Victor Hugo a orchestré, à diverses reprises, ces excursions sur le promontoire du songe (Promontorium somnii) où l'âme humaine subit la fascination du Cosmos dans lequel elle risque de s'engloutir, dans le cratère d'un volcan en ébullition. Hugo a reculé ; parce que, à la différence d'Empédocle, il a résisté à la tentation et pris le chemin du retour, il est resté Victor Hugo, ou plutôt il est devenu Victor Hugo. Le poète, Novalis ou Hölderlin, Coleridge, Nerval ou Nietzsche, est celui qui, au risque de sa raison et parfois de sa vie, s'est aventuré jusqu'aux extrémités, puis a porté témoignage de son aventure.
(...)
La pensée romantique refuse cet étrange séparatisme qui place le lieu de la vérité en dehors de l'humanité, vérité et humanité n'entrant en contact qu'exceptionnellement, par accident ; Descartes doit attendre l'âge de vingt-trois ans pour accéder à la révélation du Cogito : La vérité romantique fait résidence dans le séjour des hommes ; elle se propose comme le sens du monde et le sens de l'homme. Elle ne choisit pas tel ou tel emplacement privilégié, une église ou un poêle bavarois, pour une visitation exceptionnelle ; elle s'annonce en tous temps et en tous lieux du dedans même de la conscience humaine.
(...)
Nous allons à la vérité non pas avec notre esprit seulement, mais avec notre cœur et nos sens, avec nos sentiments et nos passions. La vérité en débat avec l'existence est pour chacun la recherche d'une orientation dans l'incertitude des jours, la recherche d'un équilibre de soi à soi et de soi au monde selon la fidélité aux valeurs en lesquelles nous avons reconnu l'authentique justification de notre vie.
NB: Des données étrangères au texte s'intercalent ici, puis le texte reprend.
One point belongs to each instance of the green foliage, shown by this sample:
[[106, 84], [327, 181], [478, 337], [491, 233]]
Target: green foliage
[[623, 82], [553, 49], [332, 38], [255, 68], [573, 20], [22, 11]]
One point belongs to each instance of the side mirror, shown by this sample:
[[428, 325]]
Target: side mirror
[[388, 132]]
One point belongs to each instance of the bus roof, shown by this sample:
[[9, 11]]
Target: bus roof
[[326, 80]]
Si la vérité est recherche de la vérité, recherche du sens dans l'authenticité personnelle, les normes et interdits imposés par l'intellect, loin de faciliter cette recherche, lui imposent des entraves ; ils coupent la communication de l'individu avec lui-même. Rejetée cette discipline extrinsèque, toutes les voies de la conscience de soi peuvent être révélatrices du sens. De là, la réhabilitation du sentiment et de la passion, l'immense importance accordée au rêve et à la rêverie, aux aspects nocturnes de la conscience, aux fantasmes et fantasmagories de toutes sortes.
Ces états de détente, profitant de la démission momentanée de l'entendement, laissent remonter en surface le témoignage des profondeurs. Le quadrillage géométrique de l'intellect n'est qu'une superstructure destinée à empêcher que l'esprit puisse prendre conscience de ses racines. L'homo rationalis était un fantôme, une fantasmagorie vide de substance ; l'homo humanus se retrouve d'autant mieux qu'il s'abandonne davantage, relâchant ses contrôles, qu'il se met à l'écoute de lui-même, remontant à ses origines, comme Guérin ou Amiel.
Rêverie et rêve ne sont pas des jeux absurdes et gratuits, variations inconsistantes, suscités par le hasard objectif de la physiologie sous-jacente ou de l'accident extérieur. Ils nous proposent des expériences de l'authenticité humaine, plongées vers le mystère originel, vers le moment où l'homme vient au monde ; dépris de la captivité des choses et des institutions, l'individu devient perméable à l'être qui se prononce au profond de lui."